Saturday, October 10th, 2009

Jay Bryan

Homes in Canada are near their most affordable in nearly four years, setting the stage for a continuation of today’s perky real-

estate market throughout the coming year.

At least, that’s the opinion of economist Pascal Gauthier at the Toronto-Dominion Bank, who calculates that the cost of paying off a typical Canadian home has fallen to less than 28 per cent of an average income, down from a peak of 32 per cent just before the market slumped last year.

At its cheapest early this year, the market offered even better bargains, with this carrying cost dipping as low as 26 per cent of incomes.

While this has edged up, Gauthier thinks future price gains will be moderate enough not to boost the cost of homeownership much more.

That’s because markets should keep from getting too far out of balance, with the rocket fuel of cheap mortgages offset by fading pent-up demand.

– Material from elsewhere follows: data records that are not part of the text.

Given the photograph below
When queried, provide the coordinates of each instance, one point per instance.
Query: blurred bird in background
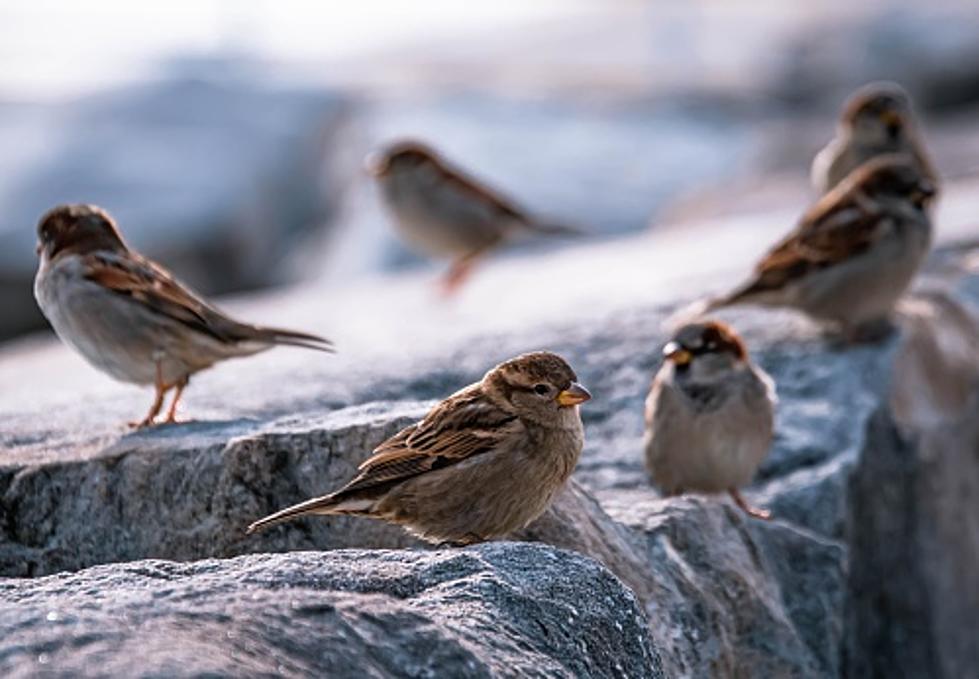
(877, 119)
(128, 316)
(446, 213)
(853, 254)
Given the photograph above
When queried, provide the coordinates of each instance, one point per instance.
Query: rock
(722, 595)
(190, 168)
(491, 610)
(913, 517)
(191, 494)
(729, 596)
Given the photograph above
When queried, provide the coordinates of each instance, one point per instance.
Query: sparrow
(446, 213)
(709, 415)
(484, 462)
(128, 316)
(854, 253)
(877, 119)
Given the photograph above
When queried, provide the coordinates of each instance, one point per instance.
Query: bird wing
(149, 284)
(463, 426)
(499, 203)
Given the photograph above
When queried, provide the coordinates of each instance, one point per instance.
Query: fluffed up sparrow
(484, 462)
(854, 253)
(128, 316)
(876, 120)
(446, 213)
(709, 415)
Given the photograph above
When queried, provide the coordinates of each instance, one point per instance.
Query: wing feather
(463, 426)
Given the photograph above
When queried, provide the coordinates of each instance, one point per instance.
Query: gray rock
(491, 610)
(913, 517)
(721, 594)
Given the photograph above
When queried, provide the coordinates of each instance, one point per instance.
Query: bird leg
(465, 541)
(179, 390)
(458, 273)
(748, 509)
(161, 390)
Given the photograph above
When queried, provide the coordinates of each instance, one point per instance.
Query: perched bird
(709, 415)
(128, 316)
(853, 254)
(484, 462)
(445, 213)
(876, 120)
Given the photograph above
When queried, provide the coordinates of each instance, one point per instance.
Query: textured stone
(722, 594)
(491, 610)
(913, 516)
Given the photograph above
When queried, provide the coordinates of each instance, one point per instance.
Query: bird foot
(755, 512)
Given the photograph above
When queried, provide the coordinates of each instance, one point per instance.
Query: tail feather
(293, 338)
(327, 504)
(548, 228)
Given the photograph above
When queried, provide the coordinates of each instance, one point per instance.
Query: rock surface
(722, 595)
(490, 610)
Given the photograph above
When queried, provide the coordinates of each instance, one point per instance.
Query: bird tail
(293, 338)
(560, 229)
(328, 504)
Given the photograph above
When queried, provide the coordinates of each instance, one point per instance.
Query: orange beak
(573, 395)
(677, 354)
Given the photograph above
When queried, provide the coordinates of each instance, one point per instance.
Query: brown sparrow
(709, 415)
(444, 212)
(854, 253)
(128, 316)
(484, 462)
(876, 120)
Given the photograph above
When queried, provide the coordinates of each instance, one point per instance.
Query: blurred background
(226, 136)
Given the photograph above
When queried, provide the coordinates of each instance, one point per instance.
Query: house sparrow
(444, 212)
(484, 462)
(854, 253)
(128, 316)
(709, 415)
(876, 120)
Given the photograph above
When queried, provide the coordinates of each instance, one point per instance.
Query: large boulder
(491, 610)
(722, 594)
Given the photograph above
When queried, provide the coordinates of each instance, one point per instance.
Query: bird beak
(676, 353)
(573, 395)
(375, 164)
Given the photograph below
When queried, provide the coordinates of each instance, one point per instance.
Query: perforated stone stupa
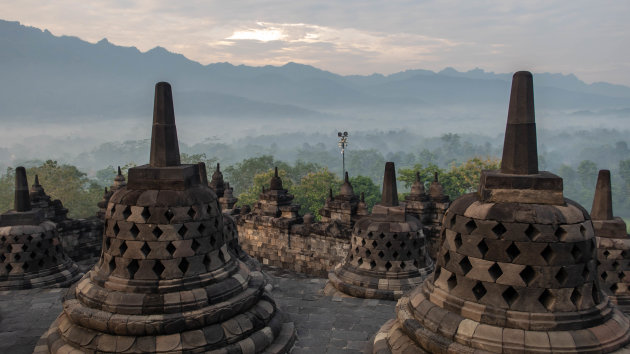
(166, 280)
(388, 253)
(345, 208)
(613, 245)
(517, 269)
(31, 254)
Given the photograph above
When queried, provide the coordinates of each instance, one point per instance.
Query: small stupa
(31, 253)
(613, 245)
(387, 255)
(517, 271)
(167, 281)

The pent-up demand was created when financial fears late last year scared about 50,000 would-be buyers out of the housing market, Gauthier estimates.

This happened after the collapse of New York investment bank Lehman Bros. and the near-failure of several other banks and insurers triggered fears of a global crisis in finance.

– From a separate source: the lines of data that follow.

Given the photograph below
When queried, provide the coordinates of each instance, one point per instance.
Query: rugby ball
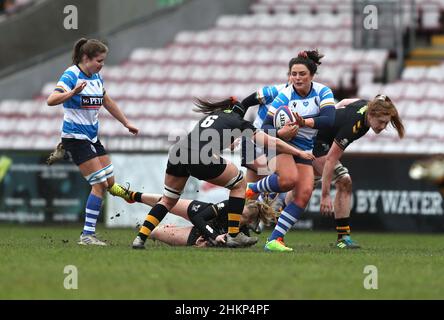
(282, 116)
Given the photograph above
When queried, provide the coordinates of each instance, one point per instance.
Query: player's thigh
(172, 235)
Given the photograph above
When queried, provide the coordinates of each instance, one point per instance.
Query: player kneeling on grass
(353, 119)
(206, 217)
(430, 169)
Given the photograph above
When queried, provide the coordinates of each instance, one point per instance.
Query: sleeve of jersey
(327, 114)
(67, 82)
(279, 101)
(248, 130)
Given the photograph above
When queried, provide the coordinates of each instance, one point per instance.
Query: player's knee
(168, 203)
(344, 184)
(100, 188)
(303, 194)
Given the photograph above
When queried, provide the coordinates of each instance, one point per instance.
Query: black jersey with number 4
(350, 125)
(217, 131)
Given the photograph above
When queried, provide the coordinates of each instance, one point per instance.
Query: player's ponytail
(310, 58)
(89, 47)
(207, 107)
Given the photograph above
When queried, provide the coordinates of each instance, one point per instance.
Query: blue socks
(286, 220)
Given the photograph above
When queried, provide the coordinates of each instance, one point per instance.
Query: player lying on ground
(204, 216)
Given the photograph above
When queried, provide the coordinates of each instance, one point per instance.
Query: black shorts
(199, 171)
(300, 160)
(80, 151)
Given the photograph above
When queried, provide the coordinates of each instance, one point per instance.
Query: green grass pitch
(32, 262)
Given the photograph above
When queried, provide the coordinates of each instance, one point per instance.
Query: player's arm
(288, 131)
(61, 94)
(327, 113)
(200, 221)
(332, 159)
(263, 139)
(111, 106)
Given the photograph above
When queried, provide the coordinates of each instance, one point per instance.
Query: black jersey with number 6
(350, 124)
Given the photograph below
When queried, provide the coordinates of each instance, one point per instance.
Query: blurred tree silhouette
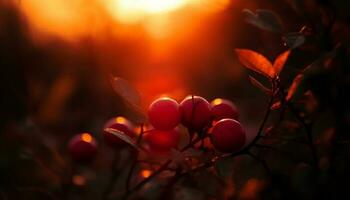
(53, 90)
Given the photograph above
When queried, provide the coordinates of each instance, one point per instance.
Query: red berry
(82, 148)
(162, 141)
(228, 136)
(164, 113)
(222, 108)
(195, 112)
(120, 124)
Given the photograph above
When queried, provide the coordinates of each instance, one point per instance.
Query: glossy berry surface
(162, 141)
(121, 124)
(195, 112)
(228, 136)
(164, 113)
(82, 148)
(222, 108)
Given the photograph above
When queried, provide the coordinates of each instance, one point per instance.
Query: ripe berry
(228, 136)
(121, 124)
(162, 141)
(222, 108)
(164, 113)
(195, 112)
(82, 148)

As such worries diminished, potential homebuyers were faced with what Gauthier calls “an incredible window of opportunity” where both home prices and mortgages were available at bargain rates.

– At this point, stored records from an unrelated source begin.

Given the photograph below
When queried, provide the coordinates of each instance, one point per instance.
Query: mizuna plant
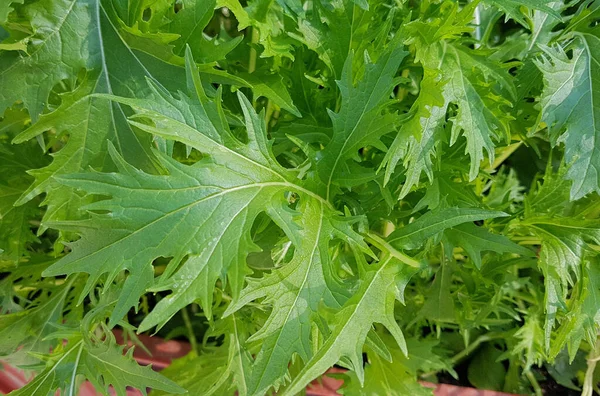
(396, 187)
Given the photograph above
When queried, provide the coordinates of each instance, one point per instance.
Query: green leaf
(296, 291)
(272, 87)
(103, 364)
(361, 110)
(485, 372)
(89, 121)
(380, 287)
(416, 233)
(475, 240)
(571, 87)
(439, 305)
(398, 377)
(515, 8)
(218, 370)
(564, 245)
(5, 9)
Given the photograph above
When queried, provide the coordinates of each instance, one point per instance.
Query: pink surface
(163, 352)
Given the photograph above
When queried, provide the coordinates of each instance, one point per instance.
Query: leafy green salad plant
(407, 189)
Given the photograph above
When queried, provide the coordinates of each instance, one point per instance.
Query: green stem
(536, 385)
(190, 329)
(253, 40)
(588, 382)
(467, 351)
(381, 244)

In that environment, many of the same buyers who were frightened out of the market last autumn have come back to snap up homes at an accelerating rate, helping home values to recover earlier losses in many cities.

Montreal was “a pleasant surprise,” says Gauthier, and prices never fell at all.

They merely slowed their rise, which has since regained strength.

But pent-up demand from the dark days of last year is nearly exhausted, he believes, and won’t be propping up sales for more than another month or so.

Mortgage rates will remain low through much of the next year, of course, which should continue to buoy the market, but as time goes on there will be a couple more moderating factors.

First, prices, having rebounded, will begin to act as a brake on the attractiveness of buying.

Second, higher prices will make it increasingly attractive for existing homeowners to list properties for sale, making it harder for others to hold out for top dollar.

These factors should eventually rein in price gains to roughly the rate of inflation.

By 2011, Gauthier expects average values across Canada to be rising about two per cent.

The exception would be the lower-priced markets in eastern Canada, where Montreal, Ottawa and Halifax never had a red-hot runup in the cost of housing, so there’s more room for future increases.

Another outlier — in the opposite direction — could be Vancouver, which Gauthier calls “the most worrisome” market in the country.

It went into the past year’s recession with home prices close to bubble levels and its plunge in values has been almost entirely erased, lifting the average price back up to $608,000 by the end of this summer, more than double the level in Montreal.

While markets should remain stable in most parts of the country if rates begin rising late next year, as most expect, Vancouver’s nosebleed prices could be in for a new decline, Gauthier warns.